Cuando en una historia falta la libertad, la historia deja de ser historia y es
etnología, arqueología o recopilación de curiosidades […] Llegamos pues a la
conclusión de que la historia del hombre es la historia del pensamiento”.
En resumen, volvamos al lugar común antes apuntado: todos los
instrumentos pueden utilizarse bien o mal, de lo que se trata es de emplear
adecuadamente esa extraordinaria herramienta que se conoce con el nombre de
Internet, situación que no debe subestimar los peligros de la formación (más
bien deformación) de jóvenes que se las pasan frente a la computadora en una
secuencia indefinida de links, jueguitos esquizofrénicos y mensajes estúpidos
de texto con pésima gramática y peor contenido porque se corre el riesgo de una
involución a la nada conceptual y al ruido gutural permanente.
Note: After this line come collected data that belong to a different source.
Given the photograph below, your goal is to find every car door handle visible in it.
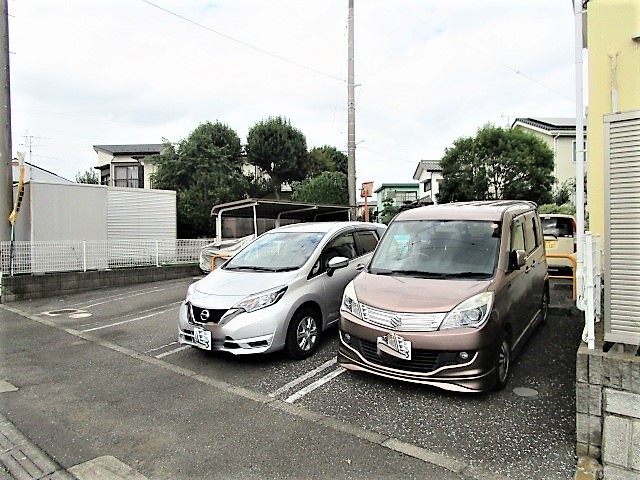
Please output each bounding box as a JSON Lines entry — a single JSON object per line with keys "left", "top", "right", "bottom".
{"left": 356, "top": 264, "right": 365, "bottom": 271}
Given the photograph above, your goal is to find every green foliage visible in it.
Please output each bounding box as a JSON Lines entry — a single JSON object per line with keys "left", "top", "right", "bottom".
{"left": 438, "top": 124, "right": 554, "bottom": 205}
{"left": 308, "top": 145, "right": 348, "bottom": 177}
{"left": 291, "top": 171, "right": 348, "bottom": 205}
{"left": 151, "top": 122, "right": 247, "bottom": 238}
{"left": 75, "top": 169, "right": 99, "bottom": 184}
{"left": 246, "top": 116, "right": 309, "bottom": 198}
{"left": 539, "top": 203, "right": 576, "bottom": 215}
{"left": 379, "top": 197, "right": 400, "bottom": 225}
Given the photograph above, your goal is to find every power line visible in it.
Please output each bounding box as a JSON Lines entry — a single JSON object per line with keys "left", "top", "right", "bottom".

En otro orden de cosas, como una nota al pie al presente artículo, anotamos
para cerrar una observación clave de Albert Espulgas Boter en La comunicación
en una sociedad libre: “El uso de la banda ancha es excluyente, es
materialmente imposible que todos los usuarios que lo deseen la utilicen al
mismo tiempo y para todo tipo de finalidades sin límite alguno […] Ya hemos
visto que la respuesta liberal a esta cuestión es siempre la misma: los
legítimos propietarios de un determinado bien escaso (los propietarios de las
infraestructuras de la red, en este caso) son quienes deben decidir con
respecto a su uso […] el sistema de precios permite orientar los recursos hacia
los usos más demandados por los consumidores […] El caso de la banda ancha de
la red es análogo al de las ondas radioeléctricas”.